Coverage Points
In the provided evidence, coverage points appear in the context of hardware design verification (DV). They refer to the targets that a verification process aims to hit so that the design's functionality is adequately exercised during testing.[1]
Role in design verification
The cited paper describes a verification workflow in which random and constrained-random stimulus are used to explore a design's behavior. While random stimulus can theoretically exercise all combinations given enough time, the paper states that, in practice, complex designs make this difficult within realistic schedules.[2]
Because of that, verification teams often need to steer the DV environment toward hard-to-hit combinations. In this framing, coverage points are the concrete objectives that the verification campaign tries to reach, and the time required to hit them can become a dominant schedule constraint.[3]
Why coverage points matter
The evidence specifically states that, as designs grow more complex, the effort required to guide verification toward all possible design coverage points becomes more challenging and time consuming.[3] This makes coverage points important both as:
- a measure of verification progress, and
- a practical driver of verification cost and schedule risk.[1][3]
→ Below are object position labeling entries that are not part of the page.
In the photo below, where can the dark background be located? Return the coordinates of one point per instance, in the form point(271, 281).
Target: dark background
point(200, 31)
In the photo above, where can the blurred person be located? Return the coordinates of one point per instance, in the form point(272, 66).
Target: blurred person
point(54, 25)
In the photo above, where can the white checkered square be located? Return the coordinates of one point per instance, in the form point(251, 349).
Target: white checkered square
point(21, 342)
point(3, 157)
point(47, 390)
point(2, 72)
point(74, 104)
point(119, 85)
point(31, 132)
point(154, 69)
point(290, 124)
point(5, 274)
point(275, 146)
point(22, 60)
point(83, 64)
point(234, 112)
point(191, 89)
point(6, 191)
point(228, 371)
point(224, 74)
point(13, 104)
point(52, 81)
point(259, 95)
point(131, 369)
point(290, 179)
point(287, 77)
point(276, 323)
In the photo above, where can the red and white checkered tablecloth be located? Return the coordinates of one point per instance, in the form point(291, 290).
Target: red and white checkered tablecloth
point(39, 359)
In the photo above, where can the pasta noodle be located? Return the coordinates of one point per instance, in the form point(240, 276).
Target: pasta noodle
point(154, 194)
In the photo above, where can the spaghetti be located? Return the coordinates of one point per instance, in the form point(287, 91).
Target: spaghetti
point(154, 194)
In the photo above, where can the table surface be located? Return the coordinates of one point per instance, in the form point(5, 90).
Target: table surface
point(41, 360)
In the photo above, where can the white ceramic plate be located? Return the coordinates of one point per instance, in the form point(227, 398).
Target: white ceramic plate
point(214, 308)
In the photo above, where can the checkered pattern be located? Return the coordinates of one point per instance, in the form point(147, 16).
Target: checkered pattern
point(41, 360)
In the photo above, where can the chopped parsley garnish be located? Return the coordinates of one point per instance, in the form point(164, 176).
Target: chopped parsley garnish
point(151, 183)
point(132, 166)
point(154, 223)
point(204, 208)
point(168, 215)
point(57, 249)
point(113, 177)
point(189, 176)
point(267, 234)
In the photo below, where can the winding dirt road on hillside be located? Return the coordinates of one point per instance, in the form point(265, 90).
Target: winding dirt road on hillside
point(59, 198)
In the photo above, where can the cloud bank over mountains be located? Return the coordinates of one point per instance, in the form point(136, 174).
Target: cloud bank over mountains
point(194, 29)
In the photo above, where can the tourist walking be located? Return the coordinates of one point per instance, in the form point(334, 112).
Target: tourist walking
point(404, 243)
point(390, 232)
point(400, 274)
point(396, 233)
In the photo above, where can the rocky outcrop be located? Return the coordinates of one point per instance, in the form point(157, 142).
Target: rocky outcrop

Machine learning and coverage points
The cited paper proposes augmenting existing constrained-random DV flows with supervised learning and reinforcement learning. Its reported goal is to achieve DV objectives of full design coverage more quickly and with fewer resources.[4]
In the paper's examples, the machine-learning-based approach is reported to perform better than random or constrained-random methods on functional coverage and on reaching complex hard-to-hit states.[5] This positions coverage points as a central optimization target for automated verification strategies.
Scope of this concept in the evidence
Based on the provided source, the term coverage points is supported specifically in the context of integrated-circuit / hardware design verification. The evidence does not provide a formal universal definition beyond that usage, so this article reflects the term as used in that verification setting.[1]
[1]: The paper discusses design verification schedules in which hitting all possible design coverage points is a central objective. [2]: The paper states that purely random stimulus has difficulty exercising all possible combinations in a timely fashion for highly complex designs. [3]: The paper states that verification time to hit all possible design coverage points can become the dominant schedule limitation. [4]: The paper says its machine-learning-based approach aims to achieve DV objectives of full design coverage on an accelerated timescale and with fewer resources. [5]: The paper reports better results on functional coverage and reaching complex hard-to-hit states than random or constrained-random approaches.